O presidente Luiz Inácio Lula da Silva desembarcou nesta quarta-feira (18) em Nova Délhi, capital da Índia, atendendo a um convite do primeiro-ministro Narendra Modi. A visita marca a segunda viagem do presidente brasileiro ao país asiático neste mandato e tem como principal compromisso a participação em uma cúpula internacional que debate os impactos da inteligência artificial (IA) no contexto global.
Participação na cúpula de inteligência artificial
O evento, iniciado na segunda-feira (16), reúne chefes de Estado e executivos do setor tecnológico para discutir temas como segurança, governança e cooperação internacional na área de IA. Lula está previsto para discursar na plenária de alto nível, que faz parte do chamado processo de Bletchley, uma série de encontros intergovernamentais dedicados ao tema.
Além da regulação e da colaboração global, a cúpula aborda fontes de financiamento para ampliar o acesso à tecnologia, fomentar a inovação e promover o desenvolvimento social.

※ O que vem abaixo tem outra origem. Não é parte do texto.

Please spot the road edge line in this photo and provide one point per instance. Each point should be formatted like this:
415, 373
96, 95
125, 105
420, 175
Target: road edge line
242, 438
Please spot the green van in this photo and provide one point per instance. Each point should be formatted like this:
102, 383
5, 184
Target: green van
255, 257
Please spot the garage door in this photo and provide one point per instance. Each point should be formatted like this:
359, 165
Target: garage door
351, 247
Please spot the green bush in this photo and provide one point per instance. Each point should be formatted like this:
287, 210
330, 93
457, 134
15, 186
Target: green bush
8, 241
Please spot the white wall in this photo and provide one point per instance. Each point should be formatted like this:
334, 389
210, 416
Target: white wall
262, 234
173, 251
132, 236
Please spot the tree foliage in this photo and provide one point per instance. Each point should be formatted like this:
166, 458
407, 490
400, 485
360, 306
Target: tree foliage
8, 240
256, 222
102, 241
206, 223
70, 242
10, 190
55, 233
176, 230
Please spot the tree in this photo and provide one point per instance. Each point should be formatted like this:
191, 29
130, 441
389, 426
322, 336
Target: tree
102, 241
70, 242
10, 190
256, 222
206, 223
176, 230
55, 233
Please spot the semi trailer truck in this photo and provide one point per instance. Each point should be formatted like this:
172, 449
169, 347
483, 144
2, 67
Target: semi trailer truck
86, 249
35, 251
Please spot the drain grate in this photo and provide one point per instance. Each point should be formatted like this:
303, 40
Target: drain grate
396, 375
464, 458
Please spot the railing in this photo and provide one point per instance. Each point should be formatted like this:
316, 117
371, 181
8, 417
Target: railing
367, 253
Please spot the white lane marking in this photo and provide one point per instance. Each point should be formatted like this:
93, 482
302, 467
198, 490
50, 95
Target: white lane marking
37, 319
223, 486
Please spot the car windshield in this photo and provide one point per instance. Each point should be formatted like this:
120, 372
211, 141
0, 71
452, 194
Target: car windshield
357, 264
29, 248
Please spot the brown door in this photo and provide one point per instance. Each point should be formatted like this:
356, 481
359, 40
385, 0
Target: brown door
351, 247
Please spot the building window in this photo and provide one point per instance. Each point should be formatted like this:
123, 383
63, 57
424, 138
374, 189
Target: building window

Será a primeira vez que um presidente brasileiro participa de um fórum global de alto nível focado exclusivamente em inteligência artificial.
Na sexta-feira (20), o governo brasileiro organiza um evento paralelo intitulado “IA para o bem de todos”, que apresentará as perspectivas nacionais para o futuro da inteligência artificial. A programação contará com ministros das áreas de Ciência, Tecnologia e Informação; Gestão e Inovação; Educação; Saúde; e Comunicações.
Fortalecimento da parceria bilateral Brasil-Índia
A visita de Lula também tem como objetivo aprofundar a cooperação entre Brasil e Índia, que mantêm uma parceria estratégica desde 2006. Durante a agenda, estão previstas negociações sobre terras raras e minerais críticos, além da assinatura de uma declaração conjunta para a parceria digital futura entre os dois países.
Outro ponto importante da visita é o avanço nas negociações para ampliar o acordo comercial entre o Mercosul e a Índia, bem como a oficialização da extensão do prazo de validade dos vistos de negócios e turismo, que passará de cinco para dez anos entre as nações.
Também são esperados progressos na cooperação entre a Embraer e a empresa indiana Adani Defense & Aerospace, uma das líderes do setor aeroespacial na Índia.
Em 2025, a Índia foi o quinto maior parceiro comercial do Brasil, com uma corrente de comércio de US$ 15,2 bilhões. Atualmente, a Índia ocupa a décima posição entre os destinos das exportações brasileiras, que incluem óleos brutos de petróleo, açúcares e melaços, gorduras e óleos vegetais, e minério de ferro.
A relação bilateral está em fase de expansão, alicerçada em complementaridades econômicas e tecnológicas. No ano anterior, os países estabeleceram diretrizes estratégicas com cinco pilares prioritários para a próxima década: defesa e segurança, segurança alimentar e nutricional, transição energética e clima, transformação digital e tecnologias emergentes, e parcerias industriais.